With more than 400 alumni nominated, this year's honorees are Colin Muething (BSEd '07, MEd '09), licensed psychologist at the Marcus Autism Center in Atlanta, program manager of day treatment in the Center's Severe Behavior Program and assistant professor in Emory University's Department of Pediatrics; Cindy Quinlan (BBA '02, MEd '03, EdS '09), integrated entrepreneurship teacher in Gwinnett County; and JaNaè Taylor (MEd '03, PhD '07), psychotherapist and owner of Taylor Counseling and Consulting Services.
All three honorees exemplify leadership in their industries and communities and uphold the Pillars of the Arch, which are wisdom, justice and moderation.
Muething received both his bachelor's and master's degrees in special education from the College of Education in 2007 and 2009, respectively, and later earned his doctoral degree in school psychology from the University of Texas at Austin in 2016.
At the Marcus Autism Center—one of only five National Institutes of Health Autism Centers of Excellence in the country—he specializes in treating the most severe forms of problem behavior, such as aggression, self-injury and destructive behaviors. In some cases, he treats children from across the country if other practitioners are unwilling or unable to work with them.
"My time in the College of Education was where I found my passion for working with children with disabilities who engage in problem behavior," said Muething. "The faculty I worked with helped foster this passion into a career that I truly love. The work I do every day gives me joy and without UGA and the faculty in the College of Education, I am not sure if I would be where I am today."
Quinlan, who earned both her master's and specialist's degree from the College of Education, is a marketing education teacher at Brookwood High School in Gwinnett County, where she teaches entrepreneurship and work-based learning.
Her passion for education inspired her to teach with a non-profit organization called REAL LEDGE, whose mission is to advance and promote change to create economic development opportunities. Over the years, Quinlan has trained and consulted over 200 educators from all over the world, including Bulgaria, Canada, China, Costa Rica, Greece, Honduras, Norway and Spain.
Inspired by this experience, she launched her own business with her colleagues called EntrepreNOWship, which focuses on improving student performance, engagement and growth by infusing the entrepreneurial mindset in K-12 education with mindset training for educators, high quality experiential learning and rigorous curricula.
"This type of work is important to grow communities and increase economic development, thus providing more opportunities for all," said Quinlan. "As always, the positive impact entrepreneurship has on the lives of others, both teachers and students, can make any difficult journey one of life's best adventures while helping others along the way."

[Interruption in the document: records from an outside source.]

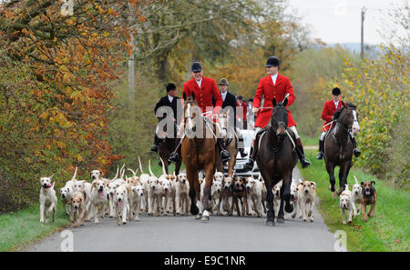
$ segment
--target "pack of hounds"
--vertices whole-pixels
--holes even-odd
[[[72,226],[85,225],[94,219],[96,224],[100,218],[109,216],[116,218],[118,225],[127,222],[138,221],[140,212],[147,212],[149,215],[190,215],[190,198],[189,195],[190,183],[185,174],[178,175],[169,175],[165,171],[162,163],[162,175],[158,177],[151,170],[149,161],[149,175],[144,173],[139,160],[139,176],[136,171],[128,168],[125,165],[111,180],[104,178],[99,170],[90,173],[91,183],[87,180],[77,180],[77,172],[71,180],[67,181],[64,187],[58,190],[66,214],[70,216]],[[127,176],[126,171],[132,173],[132,176]],[[56,219],[57,197],[54,190],[55,183],[52,183],[53,175],[41,177],[40,190],[40,222],[48,220],[52,214],[53,222]],[[355,176],[354,176],[355,178]],[[372,182],[357,183],[353,185],[353,190],[346,185],[345,190],[340,195],[340,208],[343,223],[346,224],[345,212],[348,214],[348,222],[352,222],[353,216],[363,212],[363,218],[367,220],[374,214],[376,192]],[[200,218],[203,212],[203,186],[204,181],[200,177],[200,198],[198,201]],[[280,205],[280,192],[282,182],[279,182],[272,188],[274,195],[273,207],[277,215]],[[267,213],[266,187],[263,179],[260,175],[255,179],[252,176],[225,176],[221,172],[214,175],[210,213],[223,215],[238,216],[256,215],[261,217]],[[293,205],[292,217],[295,218],[299,210],[299,218],[307,221],[309,217],[313,222],[313,207],[316,197],[316,184],[312,181],[292,181],[291,186],[291,199]],[[360,204],[360,207],[356,205]],[[366,215],[366,205],[371,205],[370,211]],[[221,211],[222,210],[222,211]]]

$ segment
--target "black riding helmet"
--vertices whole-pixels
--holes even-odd
[[[280,62],[278,57],[276,56],[271,56],[268,58],[268,61],[266,61],[266,65],[265,67],[269,67],[269,66],[277,66],[279,67]]]
[[[342,94],[342,92],[341,92],[340,89],[337,88],[337,87],[334,87],[334,88],[332,90],[332,95],[341,95],[341,94]]]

Taylor, who received both her master's and doctoral degrees from the College of Education, works with clients with a wide range of mental and behavioral issues, including anxiety, depression, anger and race-based trauma. As a licensed professional counselor, Taylor provides culturally-sensitive services tailored to the needs of all people with a focus on the black community.

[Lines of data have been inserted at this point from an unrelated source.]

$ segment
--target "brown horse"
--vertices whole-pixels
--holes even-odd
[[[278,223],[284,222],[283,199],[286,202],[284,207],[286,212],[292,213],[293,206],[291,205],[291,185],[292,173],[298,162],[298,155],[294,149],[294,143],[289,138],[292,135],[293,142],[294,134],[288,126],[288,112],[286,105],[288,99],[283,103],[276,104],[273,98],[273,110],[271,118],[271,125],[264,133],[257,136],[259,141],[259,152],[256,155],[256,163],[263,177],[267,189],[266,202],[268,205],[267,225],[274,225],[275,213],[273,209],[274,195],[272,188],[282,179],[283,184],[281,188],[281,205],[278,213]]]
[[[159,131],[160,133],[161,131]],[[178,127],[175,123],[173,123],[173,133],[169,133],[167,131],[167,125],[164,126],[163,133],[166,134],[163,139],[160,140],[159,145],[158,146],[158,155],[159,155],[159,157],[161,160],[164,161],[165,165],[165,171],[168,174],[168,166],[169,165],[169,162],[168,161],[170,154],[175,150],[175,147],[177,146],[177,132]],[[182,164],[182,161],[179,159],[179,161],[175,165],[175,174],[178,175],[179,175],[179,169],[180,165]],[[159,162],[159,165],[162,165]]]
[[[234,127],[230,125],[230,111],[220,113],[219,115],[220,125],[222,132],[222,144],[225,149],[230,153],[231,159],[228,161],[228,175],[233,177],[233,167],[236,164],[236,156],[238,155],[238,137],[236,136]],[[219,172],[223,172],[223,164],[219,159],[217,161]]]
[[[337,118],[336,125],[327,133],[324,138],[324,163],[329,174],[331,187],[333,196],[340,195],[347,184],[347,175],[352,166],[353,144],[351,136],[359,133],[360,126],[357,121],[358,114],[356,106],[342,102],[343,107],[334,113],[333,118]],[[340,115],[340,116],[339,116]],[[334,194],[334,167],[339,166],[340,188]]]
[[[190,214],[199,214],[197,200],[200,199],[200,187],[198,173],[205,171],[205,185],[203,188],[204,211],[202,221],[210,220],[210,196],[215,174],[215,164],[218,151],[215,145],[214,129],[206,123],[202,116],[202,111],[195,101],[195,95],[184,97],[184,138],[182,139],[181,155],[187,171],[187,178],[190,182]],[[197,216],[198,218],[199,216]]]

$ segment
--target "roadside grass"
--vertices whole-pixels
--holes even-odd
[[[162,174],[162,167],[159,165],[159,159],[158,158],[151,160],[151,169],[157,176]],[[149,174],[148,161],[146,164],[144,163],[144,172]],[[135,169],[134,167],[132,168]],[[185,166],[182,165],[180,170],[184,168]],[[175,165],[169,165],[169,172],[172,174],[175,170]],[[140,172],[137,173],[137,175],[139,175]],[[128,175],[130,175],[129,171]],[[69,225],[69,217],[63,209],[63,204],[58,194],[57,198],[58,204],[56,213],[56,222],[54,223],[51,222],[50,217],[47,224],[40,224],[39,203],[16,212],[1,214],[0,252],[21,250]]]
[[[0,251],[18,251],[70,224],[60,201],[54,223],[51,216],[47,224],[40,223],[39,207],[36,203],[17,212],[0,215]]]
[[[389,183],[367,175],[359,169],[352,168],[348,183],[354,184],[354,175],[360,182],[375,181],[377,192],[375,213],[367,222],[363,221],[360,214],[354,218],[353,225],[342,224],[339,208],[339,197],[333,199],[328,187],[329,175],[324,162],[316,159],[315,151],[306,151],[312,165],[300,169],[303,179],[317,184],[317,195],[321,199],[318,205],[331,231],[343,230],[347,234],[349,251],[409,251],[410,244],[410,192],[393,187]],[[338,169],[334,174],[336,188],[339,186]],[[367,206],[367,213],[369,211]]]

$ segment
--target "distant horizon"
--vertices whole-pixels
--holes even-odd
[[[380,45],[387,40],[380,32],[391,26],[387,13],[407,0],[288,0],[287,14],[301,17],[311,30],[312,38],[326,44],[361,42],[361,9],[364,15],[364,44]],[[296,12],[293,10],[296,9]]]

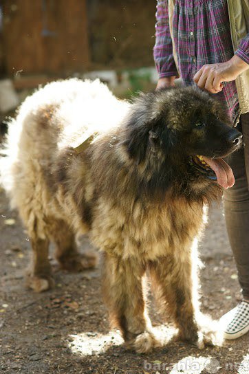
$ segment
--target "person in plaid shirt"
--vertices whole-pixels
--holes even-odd
[[[235,85],[235,79],[249,68],[249,33],[234,51],[226,0],[171,1],[172,20],[170,2],[158,0],[153,50],[157,88],[174,86],[180,76],[183,85],[195,82],[215,95],[235,125],[240,117],[238,127],[245,148],[229,162],[236,183],[224,191],[224,199],[243,300],[221,318],[225,338],[235,339],[249,331],[249,111],[241,115]]]

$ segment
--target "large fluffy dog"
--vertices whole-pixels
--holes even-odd
[[[74,235],[88,232],[104,252],[105,298],[128,346],[145,352],[158,344],[146,311],[147,270],[180,337],[215,342],[199,322],[193,243],[205,204],[234,183],[219,157],[241,135],[219,104],[194,87],[130,104],[98,81],[69,80],[28,98],[10,127],[2,176],[31,239],[29,286],[40,292],[52,283],[50,240],[64,267],[82,267]]]

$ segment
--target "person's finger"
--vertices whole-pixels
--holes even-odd
[[[202,74],[202,67],[194,75],[193,80],[196,84],[198,83],[199,79],[200,78]]]
[[[203,72],[197,82],[198,87],[204,89],[207,78],[208,74],[206,72]]]
[[[222,91],[224,85],[222,84],[222,78],[220,75],[217,75],[216,76],[215,76],[213,87],[217,92]]]
[[[213,87],[213,80],[214,80],[214,76],[212,74],[212,72],[210,72],[209,75],[208,76],[208,78],[206,78],[204,88],[206,91],[208,91],[208,92],[211,92],[211,94],[216,93],[216,90]]]

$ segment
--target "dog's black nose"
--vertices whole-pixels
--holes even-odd
[[[242,134],[241,133],[239,133],[235,129],[232,129],[229,131],[228,136],[228,140],[230,143],[232,143],[233,144],[238,144],[241,142],[242,140]]]

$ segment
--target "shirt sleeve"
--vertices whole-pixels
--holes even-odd
[[[158,0],[153,56],[160,78],[178,76],[169,31],[168,0]]]
[[[249,32],[241,40],[239,48],[235,51],[235,54],[240,57],[245,63],[249,64]]]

To invest in her community, Taylor serves as vice chair on both the Hampton Roads Black Area Chamber of Commerce's Board of Directors and the Iota Omega chapter of Alpha Kappa Alpha Sorority Incorporated. The latter organization is a nonprofit that promotes group economics through professional development and community empowerment, while the former is a Greek sorority established by African American college women.

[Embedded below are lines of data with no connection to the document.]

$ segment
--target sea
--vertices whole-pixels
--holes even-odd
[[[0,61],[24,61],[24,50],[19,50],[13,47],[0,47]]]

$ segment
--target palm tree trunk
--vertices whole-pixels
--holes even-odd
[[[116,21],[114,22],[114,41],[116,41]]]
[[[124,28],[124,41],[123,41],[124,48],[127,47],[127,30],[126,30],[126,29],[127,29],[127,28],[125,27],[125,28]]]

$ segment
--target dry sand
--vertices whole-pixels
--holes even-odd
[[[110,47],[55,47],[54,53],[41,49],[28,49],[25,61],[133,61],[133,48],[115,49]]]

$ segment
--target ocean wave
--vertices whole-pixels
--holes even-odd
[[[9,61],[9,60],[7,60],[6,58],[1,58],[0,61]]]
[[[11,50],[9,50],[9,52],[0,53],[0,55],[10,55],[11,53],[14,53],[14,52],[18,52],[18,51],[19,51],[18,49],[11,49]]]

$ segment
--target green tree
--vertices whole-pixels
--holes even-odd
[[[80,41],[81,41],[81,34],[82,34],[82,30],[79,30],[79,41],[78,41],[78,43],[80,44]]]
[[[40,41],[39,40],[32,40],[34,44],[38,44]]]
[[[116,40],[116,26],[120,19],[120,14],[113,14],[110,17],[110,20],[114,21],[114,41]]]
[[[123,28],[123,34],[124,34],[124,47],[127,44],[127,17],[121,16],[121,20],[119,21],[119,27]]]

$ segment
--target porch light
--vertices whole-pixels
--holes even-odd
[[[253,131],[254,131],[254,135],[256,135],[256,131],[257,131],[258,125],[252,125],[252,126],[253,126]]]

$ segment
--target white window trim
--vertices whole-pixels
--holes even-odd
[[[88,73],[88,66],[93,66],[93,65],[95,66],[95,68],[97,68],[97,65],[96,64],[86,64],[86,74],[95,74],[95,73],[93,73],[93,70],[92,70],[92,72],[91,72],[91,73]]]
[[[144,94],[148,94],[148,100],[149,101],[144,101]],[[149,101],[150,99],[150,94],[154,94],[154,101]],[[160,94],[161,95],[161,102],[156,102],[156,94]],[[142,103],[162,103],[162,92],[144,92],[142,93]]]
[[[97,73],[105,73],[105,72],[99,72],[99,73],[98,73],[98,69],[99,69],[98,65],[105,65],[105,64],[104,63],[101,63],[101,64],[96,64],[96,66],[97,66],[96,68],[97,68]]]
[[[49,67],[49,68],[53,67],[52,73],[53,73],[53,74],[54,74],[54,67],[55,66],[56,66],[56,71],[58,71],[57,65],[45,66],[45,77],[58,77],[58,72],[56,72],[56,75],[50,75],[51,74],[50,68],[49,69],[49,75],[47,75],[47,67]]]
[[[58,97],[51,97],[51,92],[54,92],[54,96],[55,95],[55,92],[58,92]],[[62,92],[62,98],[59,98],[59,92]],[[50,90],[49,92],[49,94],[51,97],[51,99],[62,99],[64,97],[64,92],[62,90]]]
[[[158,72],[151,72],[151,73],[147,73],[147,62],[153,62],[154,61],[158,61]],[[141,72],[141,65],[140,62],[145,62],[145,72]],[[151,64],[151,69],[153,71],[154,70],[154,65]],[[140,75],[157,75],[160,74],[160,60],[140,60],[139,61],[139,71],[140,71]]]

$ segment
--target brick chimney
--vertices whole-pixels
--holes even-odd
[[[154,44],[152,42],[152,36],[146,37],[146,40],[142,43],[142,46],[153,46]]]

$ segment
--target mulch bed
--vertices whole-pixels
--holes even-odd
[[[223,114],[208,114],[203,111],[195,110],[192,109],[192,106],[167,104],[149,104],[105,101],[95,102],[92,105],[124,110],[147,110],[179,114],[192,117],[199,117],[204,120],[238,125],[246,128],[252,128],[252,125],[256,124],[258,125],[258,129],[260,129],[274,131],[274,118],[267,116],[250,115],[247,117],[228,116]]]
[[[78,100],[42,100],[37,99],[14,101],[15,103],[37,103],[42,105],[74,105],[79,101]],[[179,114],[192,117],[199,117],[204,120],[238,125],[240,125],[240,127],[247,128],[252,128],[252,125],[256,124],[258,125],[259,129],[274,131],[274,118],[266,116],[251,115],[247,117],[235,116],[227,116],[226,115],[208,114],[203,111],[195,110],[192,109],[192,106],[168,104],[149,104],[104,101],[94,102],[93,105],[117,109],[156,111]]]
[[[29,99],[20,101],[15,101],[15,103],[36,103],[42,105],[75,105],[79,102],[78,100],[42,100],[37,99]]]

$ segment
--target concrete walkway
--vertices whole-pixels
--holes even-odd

"UGA has played such an instrumental role in the trajectory of my professional life," said Taylor. "I've learned how to hone my creativity, innovation and motivation into a career I'm proud of today. The lessons I've learned in graduate school helped me launch my current mental health private practice."
Muething, Quinlan and Taylor will be recognized during the ninth annual 40 Under 40 Awards Luncheon on Sept. 13 in the Tate Student Center on campus.